What do women themselves want in the childbirth experience?

Women want to be involved in making decisions. They want a sensitive, caring, well-motivated staff taking care of them. They want to be in control of the process. And, of course, they want a healthy baby and to be healthy themselves. That’s what women are saying they want.

The guidelines emphasize respect and dignity. What are some instances of “disrespectful and undignified care” referred to in the report?

My department published a review of disrespect of women globally during childbirth. It’s worse in some places than others, but it’s everywhere. It has to do with physical abuse, like slapping the woman on the thigh during delivery. Or yelling and shouting at her to push the baby out. There is negligence, for example, if the woman is left alone for long periods during labor.

Are cultural differences taken into account in these recommendations?

Yes. An example is the recommendation having to do with birth position. A woman should be allowed to choose the position she wants, maybe squatting or sitting. That might be the position of her culture.

Many of these recommendations are aimed at encouraging a normal, vaginal delivery for healthy women not at risk for medical complications. What if some women request cesarean section even though it’s not medically necessary?

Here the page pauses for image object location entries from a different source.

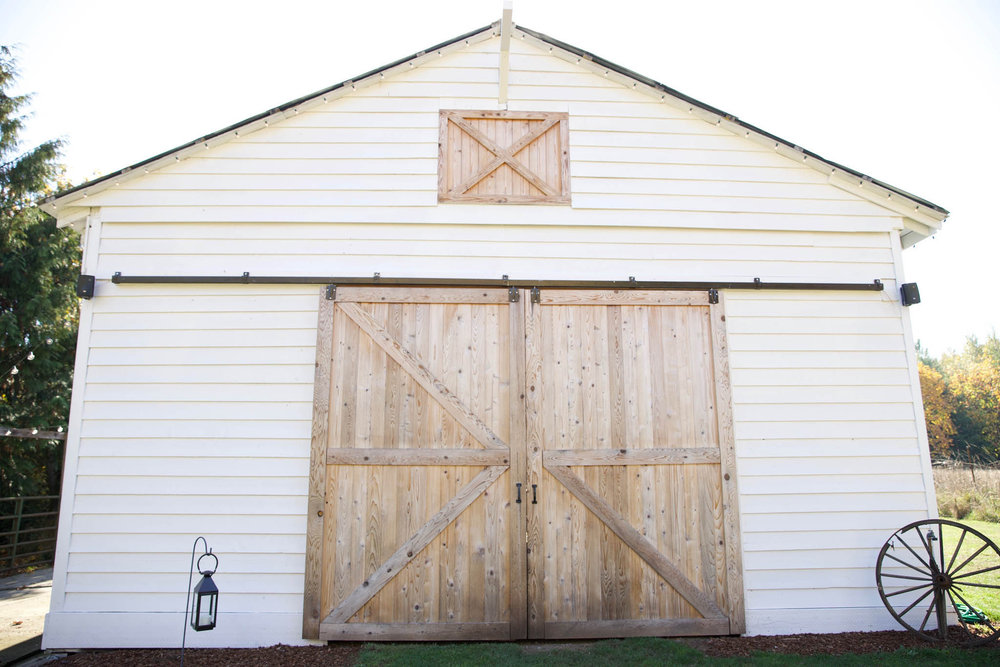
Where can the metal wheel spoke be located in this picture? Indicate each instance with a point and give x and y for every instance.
(904, 576)
(959, 585)
(969, 559)
(928, 614)
(910, 565)
(908, 590)
(915, 554)
(915, 603)
(958, 548)
(969, 574)
(929, 549)
(941, 544)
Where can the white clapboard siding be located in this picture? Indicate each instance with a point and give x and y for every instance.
(827, 468)
(197, 399)
(620, 169)
(131, 601)
(473, 251)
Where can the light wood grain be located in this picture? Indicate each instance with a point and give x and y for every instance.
(631, 457)
(727, 445)
(533, 456)
(348, 294)
(416, 457)
(637, 542)
(669, 627)
(558, 297)
(404, 554)
(431, 384)
(311, 609)
(414, 632)
(516, 356)
(510, 157)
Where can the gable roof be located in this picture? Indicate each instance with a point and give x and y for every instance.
(922, 218)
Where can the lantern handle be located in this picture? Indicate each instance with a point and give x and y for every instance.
(208, 573)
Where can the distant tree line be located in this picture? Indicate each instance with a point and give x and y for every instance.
(961, 392)
(38, 307)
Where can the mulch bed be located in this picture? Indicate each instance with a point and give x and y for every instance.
(812, 644)
(345, 654)
(335, 655)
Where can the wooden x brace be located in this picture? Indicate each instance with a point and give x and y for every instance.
(504, 156)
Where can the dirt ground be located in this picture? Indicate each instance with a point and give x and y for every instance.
(346, 654)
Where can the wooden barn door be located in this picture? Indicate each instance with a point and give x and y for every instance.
(629, 438)
(559, 466)
(413, 529)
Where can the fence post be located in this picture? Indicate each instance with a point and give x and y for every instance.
(18, 511)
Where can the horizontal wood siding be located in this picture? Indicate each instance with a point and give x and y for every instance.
(373, 157)
(826, 440)
(197, 400)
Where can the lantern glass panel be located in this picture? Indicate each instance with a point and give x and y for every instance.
(206, 596)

We make clear that if someone wants an intervention, it’s the responsibility of the provider to explain the pros and cons of an unnecessary medical intervention. In some cultures, the medical intervention is considered the better quality of care.

In China, during the one-child policy, many women had cesarean section, maybe because they knew they would only have one child. [An initial C-section usually means other births will also be C-section, which can be even riskier. If mothers know they will only have one baby, they don’t worry about C-section risks.]

Now that the policy has changed, I understand that’s changing. But an invasive intervention means the woman is taking an extra risk. You have to explain to the woman that even in a high-income setting, the risk of a cesarean is not zero.

How will you spread the word on these recommendations?

There has been a lot of social media. We’ll hold regional conferences: Africa in April, Southeast Asia in June. Others will follow. Each region can run individual workshops.

What do you hope comes from these guidelines?

We hope that every woman receives care that maintains her dignity from the time she walks into a facility until she is discharged.

Susan Brink is a freelance writer who covers health and medicine. She is the author of The Fourth Trimester, and co-author of A Change of Heart.